Nguyen Thi Minh Nhan Heather / Tanjong Pagar, Singapore
I started this meditation due to stress and depression. Then, I did not expect much from it, all I wanted were to feel more comfortable and confident in my life. However, what I have received so far is way beyond expectations. Reflecting back, I felt extremely lucky to having met and been transformed by the method.
My parents divorced when I was young. Growing up seeing them in dispute with each other all the times, I wondered how two people loved each other at the beginning ended up being enemies and whether or not the true love mentioned in Bible and Buddhist Sutra exists in this world. All I saw was the fleeting moment of happiness that faded away as time passes by.

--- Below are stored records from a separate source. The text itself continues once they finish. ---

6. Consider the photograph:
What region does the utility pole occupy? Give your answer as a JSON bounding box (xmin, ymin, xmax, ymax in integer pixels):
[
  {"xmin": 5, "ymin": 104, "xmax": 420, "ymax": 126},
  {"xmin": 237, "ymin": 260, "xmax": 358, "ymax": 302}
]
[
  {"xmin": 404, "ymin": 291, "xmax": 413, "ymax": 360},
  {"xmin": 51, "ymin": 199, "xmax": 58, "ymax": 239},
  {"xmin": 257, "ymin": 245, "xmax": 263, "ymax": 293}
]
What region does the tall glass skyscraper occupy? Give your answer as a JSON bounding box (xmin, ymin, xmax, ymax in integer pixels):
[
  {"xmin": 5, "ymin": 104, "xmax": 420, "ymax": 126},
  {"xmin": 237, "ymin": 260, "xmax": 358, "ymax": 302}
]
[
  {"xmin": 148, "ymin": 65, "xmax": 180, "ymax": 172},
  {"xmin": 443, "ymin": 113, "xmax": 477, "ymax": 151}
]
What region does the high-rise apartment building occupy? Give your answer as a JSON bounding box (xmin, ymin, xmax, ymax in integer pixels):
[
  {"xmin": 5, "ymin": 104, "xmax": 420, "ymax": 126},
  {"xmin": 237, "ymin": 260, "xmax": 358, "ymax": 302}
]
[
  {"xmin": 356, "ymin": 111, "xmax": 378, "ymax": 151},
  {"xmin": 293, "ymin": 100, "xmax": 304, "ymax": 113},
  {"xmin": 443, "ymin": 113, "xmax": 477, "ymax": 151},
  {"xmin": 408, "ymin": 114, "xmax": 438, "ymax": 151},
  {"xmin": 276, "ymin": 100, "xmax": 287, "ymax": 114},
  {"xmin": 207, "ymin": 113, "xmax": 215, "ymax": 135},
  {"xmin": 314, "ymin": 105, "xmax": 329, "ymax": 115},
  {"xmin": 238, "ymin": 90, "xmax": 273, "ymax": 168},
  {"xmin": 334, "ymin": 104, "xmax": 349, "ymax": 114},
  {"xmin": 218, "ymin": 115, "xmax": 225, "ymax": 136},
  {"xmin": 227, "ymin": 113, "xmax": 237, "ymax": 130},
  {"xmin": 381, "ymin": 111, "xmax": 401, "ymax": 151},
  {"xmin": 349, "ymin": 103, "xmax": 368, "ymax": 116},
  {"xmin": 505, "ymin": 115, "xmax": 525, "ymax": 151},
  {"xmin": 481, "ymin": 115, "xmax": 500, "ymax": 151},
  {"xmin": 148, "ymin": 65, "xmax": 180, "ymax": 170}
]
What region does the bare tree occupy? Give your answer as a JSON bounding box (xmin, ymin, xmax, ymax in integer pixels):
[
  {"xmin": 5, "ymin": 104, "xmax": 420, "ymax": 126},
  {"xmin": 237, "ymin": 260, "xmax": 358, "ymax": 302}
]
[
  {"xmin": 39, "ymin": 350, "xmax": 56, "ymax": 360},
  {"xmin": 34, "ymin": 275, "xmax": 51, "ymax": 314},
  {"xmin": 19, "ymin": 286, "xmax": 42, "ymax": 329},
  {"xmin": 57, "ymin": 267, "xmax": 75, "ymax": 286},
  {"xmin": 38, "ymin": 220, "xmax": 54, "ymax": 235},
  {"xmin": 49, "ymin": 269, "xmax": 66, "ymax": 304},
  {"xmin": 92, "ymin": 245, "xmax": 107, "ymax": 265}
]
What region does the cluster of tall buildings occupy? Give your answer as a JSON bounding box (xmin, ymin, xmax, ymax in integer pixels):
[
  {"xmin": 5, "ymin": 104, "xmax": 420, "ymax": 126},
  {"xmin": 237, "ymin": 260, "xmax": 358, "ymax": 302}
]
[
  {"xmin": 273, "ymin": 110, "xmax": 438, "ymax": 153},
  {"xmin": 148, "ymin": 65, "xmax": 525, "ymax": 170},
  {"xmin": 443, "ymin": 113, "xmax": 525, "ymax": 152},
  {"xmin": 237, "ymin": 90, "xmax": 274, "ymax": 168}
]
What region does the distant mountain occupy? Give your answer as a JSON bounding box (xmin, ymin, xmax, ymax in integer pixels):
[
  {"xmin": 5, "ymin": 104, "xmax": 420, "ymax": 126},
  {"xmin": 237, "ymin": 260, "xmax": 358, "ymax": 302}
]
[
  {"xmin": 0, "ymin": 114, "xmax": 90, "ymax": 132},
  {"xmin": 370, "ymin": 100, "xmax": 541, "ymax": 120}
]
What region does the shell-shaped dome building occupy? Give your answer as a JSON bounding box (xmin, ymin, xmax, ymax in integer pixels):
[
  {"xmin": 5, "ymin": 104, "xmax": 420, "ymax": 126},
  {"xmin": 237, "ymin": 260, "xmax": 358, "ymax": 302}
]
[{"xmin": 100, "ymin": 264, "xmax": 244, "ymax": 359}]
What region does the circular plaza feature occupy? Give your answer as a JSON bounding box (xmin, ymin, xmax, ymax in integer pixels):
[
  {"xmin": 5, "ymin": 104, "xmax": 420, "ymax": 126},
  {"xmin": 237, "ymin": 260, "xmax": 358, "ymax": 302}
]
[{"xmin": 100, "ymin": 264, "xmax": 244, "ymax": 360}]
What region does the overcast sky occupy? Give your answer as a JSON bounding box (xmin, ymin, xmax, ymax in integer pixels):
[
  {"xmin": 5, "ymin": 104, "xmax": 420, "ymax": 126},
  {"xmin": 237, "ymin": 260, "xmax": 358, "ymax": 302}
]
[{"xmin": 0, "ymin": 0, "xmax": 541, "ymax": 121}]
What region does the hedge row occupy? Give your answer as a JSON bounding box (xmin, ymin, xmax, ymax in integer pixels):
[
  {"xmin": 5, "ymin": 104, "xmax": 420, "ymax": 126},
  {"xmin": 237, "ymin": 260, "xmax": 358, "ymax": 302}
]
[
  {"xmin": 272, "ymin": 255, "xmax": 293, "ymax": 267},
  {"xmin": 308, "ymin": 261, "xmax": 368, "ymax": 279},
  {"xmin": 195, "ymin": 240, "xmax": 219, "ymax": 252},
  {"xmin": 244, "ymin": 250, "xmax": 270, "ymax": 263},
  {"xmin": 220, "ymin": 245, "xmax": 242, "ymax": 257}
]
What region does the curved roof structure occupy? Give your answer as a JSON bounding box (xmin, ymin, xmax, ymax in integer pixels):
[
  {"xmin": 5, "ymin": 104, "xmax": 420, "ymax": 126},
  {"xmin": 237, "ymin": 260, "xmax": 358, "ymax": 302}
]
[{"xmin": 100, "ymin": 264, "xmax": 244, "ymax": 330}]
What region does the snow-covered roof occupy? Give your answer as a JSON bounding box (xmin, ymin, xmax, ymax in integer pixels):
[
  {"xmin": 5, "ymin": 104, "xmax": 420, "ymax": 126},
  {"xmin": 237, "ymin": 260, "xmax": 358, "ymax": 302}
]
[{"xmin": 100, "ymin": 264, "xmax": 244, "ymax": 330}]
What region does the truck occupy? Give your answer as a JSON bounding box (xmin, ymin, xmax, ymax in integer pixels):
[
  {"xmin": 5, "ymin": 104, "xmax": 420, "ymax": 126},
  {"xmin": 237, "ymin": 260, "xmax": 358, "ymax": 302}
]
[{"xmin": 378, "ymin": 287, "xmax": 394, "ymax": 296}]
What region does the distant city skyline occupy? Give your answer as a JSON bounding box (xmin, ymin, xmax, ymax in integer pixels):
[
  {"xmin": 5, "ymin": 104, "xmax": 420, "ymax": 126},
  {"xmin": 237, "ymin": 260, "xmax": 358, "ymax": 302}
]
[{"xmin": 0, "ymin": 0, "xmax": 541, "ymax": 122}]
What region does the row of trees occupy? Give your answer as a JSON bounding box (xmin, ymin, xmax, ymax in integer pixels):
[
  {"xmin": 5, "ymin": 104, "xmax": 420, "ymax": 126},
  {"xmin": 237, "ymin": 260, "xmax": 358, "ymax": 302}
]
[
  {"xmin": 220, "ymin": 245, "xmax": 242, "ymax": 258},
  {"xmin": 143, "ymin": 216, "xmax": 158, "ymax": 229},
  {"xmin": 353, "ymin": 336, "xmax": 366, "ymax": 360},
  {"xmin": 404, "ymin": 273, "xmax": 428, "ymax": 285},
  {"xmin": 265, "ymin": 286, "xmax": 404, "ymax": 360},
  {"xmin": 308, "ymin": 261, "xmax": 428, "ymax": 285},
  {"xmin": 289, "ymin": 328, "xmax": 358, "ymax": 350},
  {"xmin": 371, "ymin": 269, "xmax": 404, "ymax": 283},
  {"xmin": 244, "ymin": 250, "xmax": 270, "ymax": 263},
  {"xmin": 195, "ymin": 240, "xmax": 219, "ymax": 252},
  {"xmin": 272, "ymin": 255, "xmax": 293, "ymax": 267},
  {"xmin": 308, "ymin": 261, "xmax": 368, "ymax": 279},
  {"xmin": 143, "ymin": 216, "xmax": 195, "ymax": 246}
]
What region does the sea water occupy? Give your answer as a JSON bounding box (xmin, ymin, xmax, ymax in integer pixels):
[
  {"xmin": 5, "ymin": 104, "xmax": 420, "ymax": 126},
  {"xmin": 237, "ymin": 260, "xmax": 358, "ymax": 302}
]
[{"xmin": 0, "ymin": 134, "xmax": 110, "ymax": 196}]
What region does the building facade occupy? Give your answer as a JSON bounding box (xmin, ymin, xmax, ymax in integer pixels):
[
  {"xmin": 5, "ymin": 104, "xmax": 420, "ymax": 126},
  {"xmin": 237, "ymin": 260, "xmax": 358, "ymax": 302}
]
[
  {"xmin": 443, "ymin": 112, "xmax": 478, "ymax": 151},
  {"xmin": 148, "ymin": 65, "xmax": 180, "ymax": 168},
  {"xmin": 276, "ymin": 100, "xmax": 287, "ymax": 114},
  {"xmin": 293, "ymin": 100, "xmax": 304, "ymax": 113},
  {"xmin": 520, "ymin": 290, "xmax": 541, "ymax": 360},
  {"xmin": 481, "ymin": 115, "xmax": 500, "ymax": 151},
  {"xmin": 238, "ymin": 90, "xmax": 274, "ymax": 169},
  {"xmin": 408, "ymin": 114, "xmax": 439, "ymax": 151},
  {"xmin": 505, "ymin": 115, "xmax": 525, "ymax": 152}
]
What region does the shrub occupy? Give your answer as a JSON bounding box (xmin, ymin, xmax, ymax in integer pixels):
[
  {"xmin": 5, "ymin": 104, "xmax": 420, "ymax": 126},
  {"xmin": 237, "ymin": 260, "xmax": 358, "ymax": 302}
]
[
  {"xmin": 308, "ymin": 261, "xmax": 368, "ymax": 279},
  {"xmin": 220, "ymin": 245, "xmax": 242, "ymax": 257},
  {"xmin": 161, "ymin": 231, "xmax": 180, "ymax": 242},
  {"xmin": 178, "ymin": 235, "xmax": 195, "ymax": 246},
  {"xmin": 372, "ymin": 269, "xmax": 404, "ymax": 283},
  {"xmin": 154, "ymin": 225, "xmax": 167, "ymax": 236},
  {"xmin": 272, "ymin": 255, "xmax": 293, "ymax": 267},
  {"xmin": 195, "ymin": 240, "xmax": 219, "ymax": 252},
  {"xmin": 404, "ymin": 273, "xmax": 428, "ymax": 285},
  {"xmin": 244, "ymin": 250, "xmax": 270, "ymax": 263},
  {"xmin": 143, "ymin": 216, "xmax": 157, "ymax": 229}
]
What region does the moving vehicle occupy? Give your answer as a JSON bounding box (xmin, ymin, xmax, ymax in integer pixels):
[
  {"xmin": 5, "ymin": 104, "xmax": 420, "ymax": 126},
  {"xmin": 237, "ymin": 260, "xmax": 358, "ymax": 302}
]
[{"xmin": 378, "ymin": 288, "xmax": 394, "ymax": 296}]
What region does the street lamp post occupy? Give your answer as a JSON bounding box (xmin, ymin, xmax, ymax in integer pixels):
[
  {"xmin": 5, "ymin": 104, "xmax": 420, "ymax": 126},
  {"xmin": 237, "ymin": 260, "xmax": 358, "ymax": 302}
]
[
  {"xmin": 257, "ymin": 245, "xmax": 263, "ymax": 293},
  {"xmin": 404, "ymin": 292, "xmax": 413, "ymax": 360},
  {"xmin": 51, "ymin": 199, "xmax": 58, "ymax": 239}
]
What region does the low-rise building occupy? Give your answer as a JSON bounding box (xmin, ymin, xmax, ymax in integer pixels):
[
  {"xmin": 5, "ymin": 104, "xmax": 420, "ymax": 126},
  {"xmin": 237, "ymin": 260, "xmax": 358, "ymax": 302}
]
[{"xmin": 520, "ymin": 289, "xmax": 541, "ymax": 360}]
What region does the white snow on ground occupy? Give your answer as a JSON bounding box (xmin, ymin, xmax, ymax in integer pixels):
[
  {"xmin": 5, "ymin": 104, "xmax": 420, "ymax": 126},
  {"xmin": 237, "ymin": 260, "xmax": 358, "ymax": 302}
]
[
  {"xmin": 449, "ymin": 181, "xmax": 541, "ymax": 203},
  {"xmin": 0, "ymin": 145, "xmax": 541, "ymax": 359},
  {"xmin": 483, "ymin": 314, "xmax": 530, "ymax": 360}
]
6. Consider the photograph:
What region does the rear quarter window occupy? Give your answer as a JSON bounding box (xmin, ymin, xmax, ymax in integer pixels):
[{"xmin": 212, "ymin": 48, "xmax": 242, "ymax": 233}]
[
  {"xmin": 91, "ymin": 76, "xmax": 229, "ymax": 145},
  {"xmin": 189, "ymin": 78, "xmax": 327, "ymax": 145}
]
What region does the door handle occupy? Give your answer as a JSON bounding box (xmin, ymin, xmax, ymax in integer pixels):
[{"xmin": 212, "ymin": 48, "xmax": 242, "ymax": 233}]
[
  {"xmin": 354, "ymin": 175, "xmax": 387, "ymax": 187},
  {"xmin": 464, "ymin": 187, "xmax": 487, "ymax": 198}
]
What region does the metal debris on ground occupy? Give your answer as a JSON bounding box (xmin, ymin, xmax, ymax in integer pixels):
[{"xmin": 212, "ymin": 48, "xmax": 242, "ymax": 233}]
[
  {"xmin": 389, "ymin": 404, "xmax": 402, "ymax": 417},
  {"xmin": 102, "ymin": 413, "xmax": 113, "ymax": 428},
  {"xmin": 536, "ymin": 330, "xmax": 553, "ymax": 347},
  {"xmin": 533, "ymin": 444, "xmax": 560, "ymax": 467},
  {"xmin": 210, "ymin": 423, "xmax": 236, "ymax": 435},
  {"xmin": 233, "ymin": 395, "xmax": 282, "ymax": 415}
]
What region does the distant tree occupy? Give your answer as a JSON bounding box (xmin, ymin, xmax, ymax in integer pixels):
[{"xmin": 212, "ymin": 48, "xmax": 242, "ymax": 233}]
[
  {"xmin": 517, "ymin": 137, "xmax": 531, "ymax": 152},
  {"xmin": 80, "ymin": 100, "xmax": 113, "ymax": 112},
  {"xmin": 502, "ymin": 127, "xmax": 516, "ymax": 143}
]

Also, there are certain behaviors of my parents that I promised not to repeat. For example, I swore not to be as impatient and ambitious as my father, only to find myself struggling to achieve the best at whatever I do. How ironical it is. The more I tried to change the more desperate I felt. I tried to be nice by joining volunteer work. Despite enjoying them very much, deeply inside there stayed the fear of being abandoned and not being good enough. There was no peace of mind.
While doing this meditation, I could see with my mind how hypocritical and self-centred I was. I have said “I love you” to my family members, relatives, and friends, but in reality, it was me whom I love the most in my mind. It was me who thinks I am the best. I have lived as a liar tried to build up my own world of possession in the name of caring for others. Little wonder, there were always insecurities, conflicts, and fear in my life. Because of the self that I have carried in my mind, I could not live as nature. That is why I have suffered a lot. I am buried in the tomb of greed, inferiority, and countless attachments. However, I have walked down the street with my head held up high thinking I am very expensive and always anticipate what to do in order to gain more and more.
Here at the main center in Korea people coming with many different stories and burdens on their shoulders but after doing this meditation we all agree that those stories are false and there is only one mind of the origin exists in the world.
I guess the best decision I made was to open my mind to try this meditation although I used to have a lot of doubts and questions at the beginning. As time passed by and I could confirmed with my mind that it really works, my faith in the method became much firmer. I sincerely hope that you can start this meditation and continue it until the end.